Introduction

Significant improvements in health outcomes for individuals with spinal cord injury (SCI) over the last half century—and growing recognition that persons after SCI can live full, complex and rich lives—have made becoming pregnant an increasingly accepted and successful option for women with SCI.1, 2 SCI does not typically affect the ability of women to conceive. Furthermore, women with new SCI are generally young, early in their reproductive years. Nonetheless, other concerns may pose barriers to conception and childbirth, including both physical and psychosocial factors. Although studies have examined pregnancy and birth outcomes among women with SCI,2, 3, 4, 5most involve small samples and retrospective data collection, which often does not capture critical clinical characteristics.6Thus, even basic information about pregnancy rates among women with SCI is unknown.

This research used the National Spinal Cord Injury Database (NSCID), funded by the National Institute of Disability Rehabilitation and Research, to study pregnancy among 1907 women with SCI treated at centers throughout the US. We examine pregnancy prevalence and associations with sociodemographic and clinical factors available in the NSCID. These data represent ~13% of individuals with new SCIs annually in the US.7

Materials and methods

Data source and study participants

NSCID is described in detail elsewhere.7, 8 Briefly, since its inception in 1973, NSCID has received information from 28 federally funded Spinal Cord Injury Model System centers, including patients’ demographics, injury and medical characteristics and physical functioning during the initial hospitalization, rehabilitation and post-injury years 1, 5 and every 5 years thereafter. Each follow-up also gathers data on psychosocial well being and assistive technology. To qualify for NSCID and follow-up, individuals must have had a traumatic SCI, received acute care and inpatient rehabilitation services at a Spinal Cord Injury Model System center and exhibited discernible neurological deficits.

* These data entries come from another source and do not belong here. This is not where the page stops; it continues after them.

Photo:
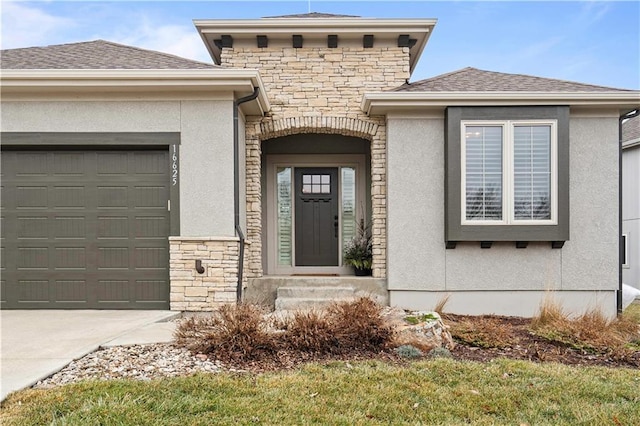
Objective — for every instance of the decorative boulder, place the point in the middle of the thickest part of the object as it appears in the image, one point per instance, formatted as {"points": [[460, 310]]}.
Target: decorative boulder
{"points": [[423, 329]]}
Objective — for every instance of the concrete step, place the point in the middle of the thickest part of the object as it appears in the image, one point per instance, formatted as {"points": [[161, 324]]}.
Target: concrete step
{"points": [[295, 298], [299, 303], [315, 292]]}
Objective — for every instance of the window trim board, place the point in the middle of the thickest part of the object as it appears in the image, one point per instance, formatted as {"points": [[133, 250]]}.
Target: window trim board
{"points": [[508, 179], [454, 229]]}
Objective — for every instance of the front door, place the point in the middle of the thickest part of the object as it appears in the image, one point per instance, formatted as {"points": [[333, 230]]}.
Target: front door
{"points": [[316, 216]]}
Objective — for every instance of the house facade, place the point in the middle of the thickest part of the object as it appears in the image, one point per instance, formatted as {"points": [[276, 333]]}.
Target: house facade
{"points": [[249, 177], [631, 202]]}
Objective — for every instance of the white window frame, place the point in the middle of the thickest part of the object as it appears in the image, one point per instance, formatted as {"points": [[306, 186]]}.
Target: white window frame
{"points": [[508, 187]]}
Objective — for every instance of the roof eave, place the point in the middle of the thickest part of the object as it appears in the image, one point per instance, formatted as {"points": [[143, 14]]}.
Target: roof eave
{"points": [[319, 26], [382, 103], [241, 82]]}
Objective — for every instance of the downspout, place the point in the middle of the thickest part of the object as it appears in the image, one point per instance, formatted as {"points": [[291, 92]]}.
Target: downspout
{"points": [[623, 117], [236, 187]]}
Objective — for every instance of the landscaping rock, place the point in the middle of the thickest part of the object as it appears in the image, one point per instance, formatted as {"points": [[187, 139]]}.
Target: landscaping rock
{"points": [[423, 330]]}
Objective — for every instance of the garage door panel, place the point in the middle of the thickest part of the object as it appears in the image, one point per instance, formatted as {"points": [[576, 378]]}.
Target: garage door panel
{"points": [[31, 164], [69, 227], [113, 227], [70, 258], [151, 258], [69, 197], [33, 258], [85, 229], [71, 291], [150, 197], [34, 290], [151, 290], [32, 197], [151, 227], [33, 227], [69, 163], [113, 197]]}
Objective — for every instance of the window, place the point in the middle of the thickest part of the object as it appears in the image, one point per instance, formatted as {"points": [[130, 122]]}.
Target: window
{"points": [[508, 172]]}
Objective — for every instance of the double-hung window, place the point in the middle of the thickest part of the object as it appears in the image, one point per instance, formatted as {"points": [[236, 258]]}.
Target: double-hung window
{"points": [[509, 172]]}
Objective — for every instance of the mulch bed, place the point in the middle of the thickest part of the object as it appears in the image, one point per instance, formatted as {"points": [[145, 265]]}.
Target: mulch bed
{"points": [[518, 343], [522, 344]]}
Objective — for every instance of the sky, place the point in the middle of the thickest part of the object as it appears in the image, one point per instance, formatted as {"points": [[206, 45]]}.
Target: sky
{"points": [[595, 42]]}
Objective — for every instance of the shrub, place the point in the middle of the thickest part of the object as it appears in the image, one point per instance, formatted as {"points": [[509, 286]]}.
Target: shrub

We studied women enrolled in NSCID who received follow-up interviews from 2000 to 2013, when NSCID collected pregnancy data, and were aged 18–49 years when interviewed. These 1907 women accounted for 3054 interviews.

Variable definitions

NSCID recorded whether women were hospitalized during the 12 months prior to their interview as a result of uncomplicated childbirth or complications of pregnancy, childbirth and the puerperium. This is the only information NSCID gathered relating to pregnancy; despite its limitations described below, it serves as our binary pregnancy indicator. For convenience, we refer to this indicator as ‘current pregnancy.’

Information on sociodemographic characteristics, SCI etiology and primary bladder management method is obtained during the initial post-injury hospitalization and updated at follow-up. SCI level and injury completeness are assessed at discharge from the initial hospitalization using the International Standards for Neurological Classification of Spinal Cord Injury.9 For analysis, we grouped participants into one of the three categories: (i) tetraplegia with American Spinal Injury Association Impairment Scale (AIS) A, B or C (Tetra ABC); (ii) paraplegia with AIS A, B or C (Para ABC); and (iii) AIS D.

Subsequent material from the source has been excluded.